Santé

A part lorsqu'une personne souffre d'une maladie mortelle, il est, à l'heure actuelle, impossible d'estimer la date à laquelle quelqu'un peut décéder. D'ailleurs, c'est une question qu'on préfère fuir lorsqu'on est en bonne santé. S'il est parfois un peu glauque d'en parler en riant, des chercheurs, eux, seraient désormais capables d'estimer qui devrait passer l'arme à gauche dans les cinq années à venir.

L'étude est parue le 25 février dans la revue PLoS Medecine et reprise par Le Monde. A la base, une équipe estonienne souhaitait exploiter la technique de la spectroscopie par résonance magnétique nucléaire (RMN). Son objectif: mesurer la concentration de biomarqueurs dans le sang en une seule fois.
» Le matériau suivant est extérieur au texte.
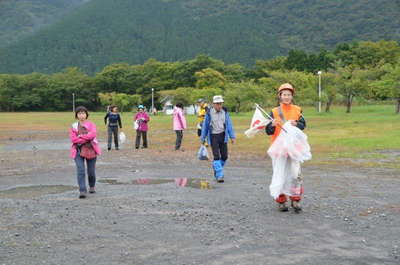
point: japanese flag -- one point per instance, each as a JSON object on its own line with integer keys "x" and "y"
{"x": 258, "y": 123}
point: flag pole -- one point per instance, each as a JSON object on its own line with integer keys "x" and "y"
{"x": 263, "y": 111}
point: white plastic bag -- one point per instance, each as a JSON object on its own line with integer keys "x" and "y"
{"x": 292, "y": 143}
{"x": 122, "y": 137}
{"x": 136, "y": 125}
{"x": 202, "y": 154}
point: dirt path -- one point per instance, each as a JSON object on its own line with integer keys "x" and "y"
{"x": 351, "y": 216}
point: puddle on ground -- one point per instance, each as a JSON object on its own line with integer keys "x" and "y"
{"x": 30, "y": 192}
{"x": 179, "y": 182}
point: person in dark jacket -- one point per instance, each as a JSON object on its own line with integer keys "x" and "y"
{"x": 114, "y": 120}
{"x": 218, "y": 128}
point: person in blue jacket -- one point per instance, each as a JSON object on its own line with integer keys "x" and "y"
{"x": 218, "y": 128}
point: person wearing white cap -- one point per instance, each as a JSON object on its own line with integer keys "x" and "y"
{"x": 218, "y": 128}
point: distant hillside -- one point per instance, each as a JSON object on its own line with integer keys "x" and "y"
{"x": 104, "y": 31}
{"x": 24, "y": 17}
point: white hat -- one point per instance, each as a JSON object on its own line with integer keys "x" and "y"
{"x": 218, "y": 99}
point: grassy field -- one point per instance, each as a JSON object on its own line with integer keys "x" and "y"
{"x": 369, "y": 136}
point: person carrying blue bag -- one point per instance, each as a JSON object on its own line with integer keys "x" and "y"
{"x": 218, "y": 128}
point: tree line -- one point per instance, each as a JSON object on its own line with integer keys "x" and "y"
{"x": 366, "y": 71}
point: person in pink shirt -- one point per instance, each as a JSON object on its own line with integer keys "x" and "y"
{"x": 85, "y": 147}
{"x": 141, "y": 120}
{"x": 179, "y": 124}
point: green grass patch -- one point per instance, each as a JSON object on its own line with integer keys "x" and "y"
{"x": 332, "y": 136}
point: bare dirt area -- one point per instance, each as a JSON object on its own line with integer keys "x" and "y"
{"x": 151, "y": 207}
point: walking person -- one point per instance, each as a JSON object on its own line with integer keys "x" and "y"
{"x": 218, "y": 128}
{"x": 179, "y": 124}
{"x": 203, "y": 108}
{"x": 141, "y": 120}
{"x": 114, "y": 120}
{"x": 85, "y": 147}
{"x": 286, "y": 180}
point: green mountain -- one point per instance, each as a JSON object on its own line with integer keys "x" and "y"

L'échantillon portait sur 9842 personnes âgées de 18 à 103 ans, suivies depuis plusieurs années.

Un résultat étonnant

Les scientifiques ont analysé les résultats et se sont aperçus que quatre biomarqueurs (albumine, orosomucoïde, lipoprotéines de basse densité qui transporte le cholestérol et acide citrique) sur les 106 testés annonçaient une forte probabilité de décès dans les cinq années à venir. Un « cobaye » sur cinq du groupe-test estonien situé dans cette « zone rouge » est décédé après un an.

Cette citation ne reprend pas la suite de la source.